Listen to the official USPTO specimen (opens in new tab) →

Visual trademark. Serial No. 99784977

The visual mark covers the performance photograph filed with the application. The USPTO's mark description verbatim:

"A photograph of Taylor Swift holding a pink guitar, with a black strap and wearing a multi-colored iridescent bodysuit with silver boots. She is standing on a pink stage in front of a multi-colored microphone with purple lights in the background."

Color claim: pink, black, purple, and silver.

View the filed specimen on the USPTO record (PDF) →

All three are public federal records. Anyone can look them up in the USPTO trademark search database.

What a soundmark requires

A soundmark is a trademark in audio form. The legal test is identical to any other mark: the sound must function as a source identifier. It tells consumers who a product or service comes from.

The classic examples built that association through consistent commercial repetition. The NBC chimes: three notes, same sequence, always NBC (USPTO Serial 72349496). The MGM lion's roar: plays before the studio's films, always MGM (USPTO Serial 73553567). Intel's five-note chime, registered as a sound mark by Intel (USPTO Serial 75332744).
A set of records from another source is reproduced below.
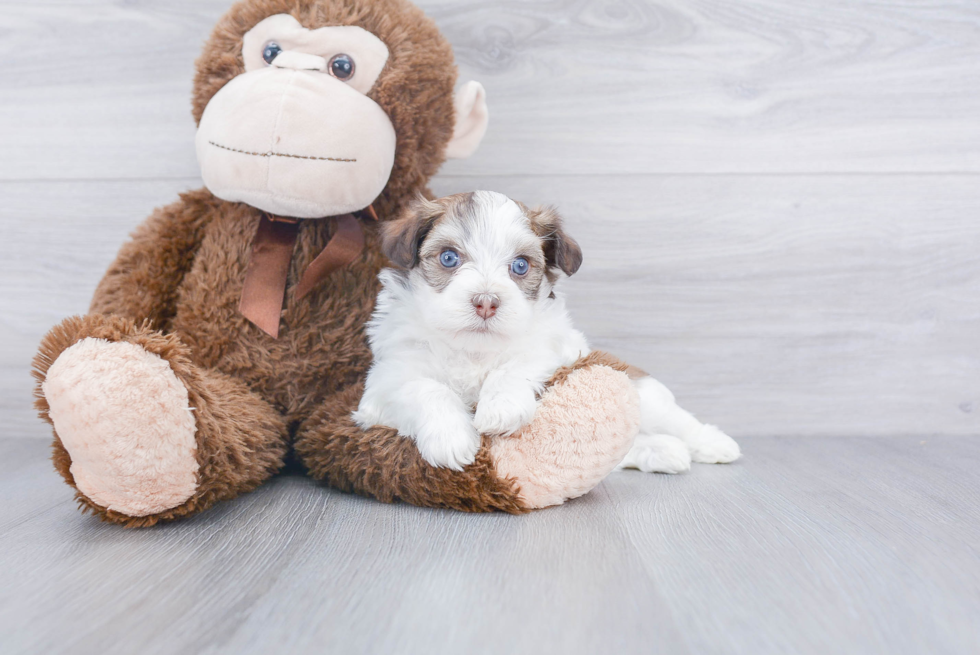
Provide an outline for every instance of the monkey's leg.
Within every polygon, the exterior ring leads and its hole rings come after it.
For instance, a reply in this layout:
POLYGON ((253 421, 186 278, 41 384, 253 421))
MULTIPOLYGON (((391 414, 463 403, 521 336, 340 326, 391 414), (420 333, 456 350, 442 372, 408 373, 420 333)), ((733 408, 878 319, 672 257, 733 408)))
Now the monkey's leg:
POLYGON ((483 437, 463 471, 431 466, 393 429, 357 427, 350 414, 360 385, 324 402, 300 426, 295 448, 314 478, 385 502, 512 513, 557 505, 599 484, 633 443, 639 407, 623 369, 602 353, 562 369, 530 425, 483 437))
POLYGON ((34 360, 55 468, 86 510, 127 527, 203 511, 282 466, 286 426, 239 380, 129 319, 70 318, 34 360))

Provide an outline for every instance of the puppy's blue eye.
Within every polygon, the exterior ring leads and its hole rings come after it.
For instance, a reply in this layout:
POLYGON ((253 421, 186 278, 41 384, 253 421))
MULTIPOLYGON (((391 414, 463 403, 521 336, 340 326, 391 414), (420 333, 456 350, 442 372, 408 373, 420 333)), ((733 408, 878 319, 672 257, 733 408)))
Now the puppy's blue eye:
POLYGON ((282 48, 275 41, 267 44, 265 50, 262 51, 262 59, 265 59, 265 63, 271 64, 272 60, 279 56, 282 52, 282 48))
POLYGON ((446 268, 455 268, 459 264, 459 254, 455 250, 443 250, 439 263, 446 268))

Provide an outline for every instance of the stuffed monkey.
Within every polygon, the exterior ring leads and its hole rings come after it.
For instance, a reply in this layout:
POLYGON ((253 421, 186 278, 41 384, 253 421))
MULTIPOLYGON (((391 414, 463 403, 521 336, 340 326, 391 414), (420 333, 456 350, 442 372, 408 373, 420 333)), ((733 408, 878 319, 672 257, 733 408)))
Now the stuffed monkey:
POLYGON ((378 222, 430 196, 486 129, 482 87, 455 82, 449 44, 406 0, 244 0, 219 21, 194 81, 206 188, 156 210, 90 313, 35 358, 54 464, 83 510, 125 526, 189 516, 292 451, 382 501, 516 513, 586 493, 623 459, 637 397, 601 353, 556 373, 533 422, 484 437, 463 471, 350 419, 387 263, 378 222))

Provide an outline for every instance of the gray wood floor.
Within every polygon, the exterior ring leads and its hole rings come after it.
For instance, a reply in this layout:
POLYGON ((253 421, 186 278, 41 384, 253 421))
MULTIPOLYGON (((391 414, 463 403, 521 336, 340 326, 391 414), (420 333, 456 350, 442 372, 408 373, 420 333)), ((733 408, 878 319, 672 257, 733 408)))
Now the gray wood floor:
POLYGON ((0 440, 0 652, 980 652, 980 440, 743 446, 523 517, 285 476, 126 531, 0 440))
POLYGON ((578 324, 745 459, 518 518, 284 476, 123 531, 29 364, 201 185, 230 3, 0 0, 0 654, 980 652, 975 0, 421 1, 491 107, 434 189, 556 204, 578 324))

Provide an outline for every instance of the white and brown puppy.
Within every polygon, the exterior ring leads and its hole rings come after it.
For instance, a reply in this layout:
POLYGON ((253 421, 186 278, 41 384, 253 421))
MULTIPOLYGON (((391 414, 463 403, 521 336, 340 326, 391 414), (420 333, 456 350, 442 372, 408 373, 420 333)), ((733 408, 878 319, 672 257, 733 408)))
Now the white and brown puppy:
MULTIPOLYGON (((499 193, 420 199, 387 224, 368 338, 374 364, 354 420, 415 440, 435 466, 473 462, 480 435, 529 423, 544 384, 589 353, 555 283, 582 253, 552 209, 499 193)), ((730 462, 738 445, 677 406, 662 384, 636 382, 641 432, 622 466, 677 473, 730 462)))

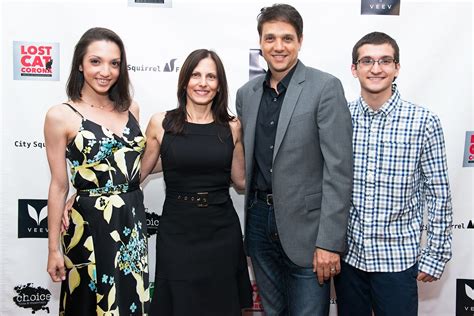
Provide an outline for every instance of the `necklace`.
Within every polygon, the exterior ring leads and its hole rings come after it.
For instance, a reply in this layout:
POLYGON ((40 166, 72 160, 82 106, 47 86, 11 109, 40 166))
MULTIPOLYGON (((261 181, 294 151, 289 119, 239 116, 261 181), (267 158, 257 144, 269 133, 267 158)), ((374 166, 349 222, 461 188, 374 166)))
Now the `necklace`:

Pitbull's grito, his signature "EEEEEEEYOOOOOO" call rooted in the Latin musical tradition of the grito, registered with the USPTO after years of documented commercial use.

Each of those sounds stopped being just a sound and became a brand signal. Listeners encountered it the same way, in the same context, repeatedly, until the connection between sound and source was automatic. That learned commercial association is what trademark law protects.

The recordings Swift filed tell a different story. Both are promotional clips tied to a specific album release on a specific platform. The first was recorded to drive Amazon Music streams. The second, Spotify presaves. Neither was designed to recur as a consistent brand signal across her commercial output over time.

Trademark law asks a precise question: does this sound identify the commercial source of goods or services to a consumer who encounters it? The NBC chimes answer that in three notes, in any context. "Hey, it's Taylor Swift, listen to my new album on Amazon Music Unlimited" does something else. It identifies her as a person. It promotes a release. Those are not the same function as a mark used consistently to build a commercial source association.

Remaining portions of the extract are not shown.